The City That Stopped Working

It’s hard to imagine a less propitious location for a major city than Chicago other than, perhaps, St. Petersburg in Russia with which it has much in common. Both were built on swamps, on the banks of major bodies of water, and are notorious for bad weather. No “city on a hill” this. It’s pretty much the opposite.

Chicago’s history since its very founding has featured a struggle with the water, famously variable. This history was punctuated by heroic engineering efforts starting with the Illinois and Michigan Canal (whose building may have brought my Irish ancestors to Chicago) to the raising of downtown Chicago about eight feet (by hand) to reversing the flow of the Chicago River to the most recent, the Deep Tunnel project, started about 50 years ago and still under way. If you’re interested that history is recounted in an article in the New York Times, mostly notable for its eye-catching photographs and graphics.

I’m not sure the authors made their point which I gather is that Chicago is threatened by anthropogenic climate change. Not that anthropogenic climate change is no risk but it’s just one among many risks and in the case of Chicago water has been a risk that has reared its head roughly every 20 years since 1834. Obviously, the reason that Chicago must deal with such challenges is less climate change than its location. What I believe the authors miss is why Chicago can’t address such problems as emerge in the same way as it has in the past: with sweat and money.

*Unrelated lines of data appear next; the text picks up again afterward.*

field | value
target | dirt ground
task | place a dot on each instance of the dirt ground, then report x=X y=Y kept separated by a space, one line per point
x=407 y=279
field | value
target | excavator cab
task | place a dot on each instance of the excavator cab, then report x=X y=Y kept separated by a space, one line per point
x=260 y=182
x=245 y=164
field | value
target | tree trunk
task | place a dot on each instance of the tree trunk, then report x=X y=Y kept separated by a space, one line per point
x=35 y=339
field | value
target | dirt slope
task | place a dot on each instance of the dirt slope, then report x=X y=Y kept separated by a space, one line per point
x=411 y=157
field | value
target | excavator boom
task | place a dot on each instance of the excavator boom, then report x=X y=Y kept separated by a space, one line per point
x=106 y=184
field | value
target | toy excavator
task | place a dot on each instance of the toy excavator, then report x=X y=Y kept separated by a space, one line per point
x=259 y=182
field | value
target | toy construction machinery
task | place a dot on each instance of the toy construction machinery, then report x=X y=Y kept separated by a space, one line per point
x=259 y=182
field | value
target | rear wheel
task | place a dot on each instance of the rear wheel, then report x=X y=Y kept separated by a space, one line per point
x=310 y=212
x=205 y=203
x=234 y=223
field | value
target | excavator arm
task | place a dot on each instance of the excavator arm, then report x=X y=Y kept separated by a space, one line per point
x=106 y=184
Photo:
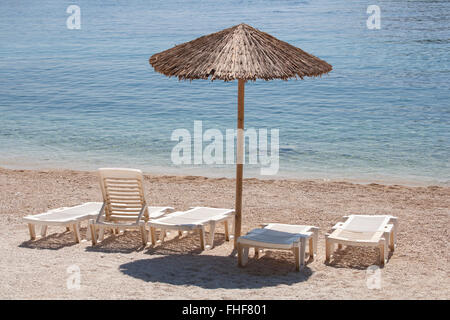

The late Mayor Richard J. Daley dubbed Chicago “the city that works”. Why has Chicago stopped working? I’m open to other explanations but I think it’s because Chicago has changed from a city dedicated to providing jobs for ordinary people to a city dedicated to providing compensation to past and present public employees beyond what the private sector would have provided. To whatever extent that’s the case it is an instance of the “cat and rat farm” I’ve mentioned before, a form of perpetual motion scheme which like all such schemes can never work.

2 comments… add one
  • PD Shaw Link

    The piece seemed to glide over what I suspect is a significant issue, which is combined sewers for sanitary and stormwater. This is a problem in a lot of older cities and expensive to address. Its what makes heavy rains toxic events and what poses a risk to the water supply. My sewer bill has tripled over the last several years pursuant to an EPA consent decree to replace X miles of combined sewer each year. But it doesn’t look like Chicago is doing that, it appears to be replacing older combined sewers with larger combined sewers and tunnels. And the last sentence seems like a not-so-veiled threat to downstream communities that if it fails, it will be dumping all of this sewage into the Mississippi River valley. I think replacement would be a good federal infrastructure project.

  • The piece glides over a lot. As an example if doesn’t really address the Deep Tunnel project which is ongoing and has been for 40 years.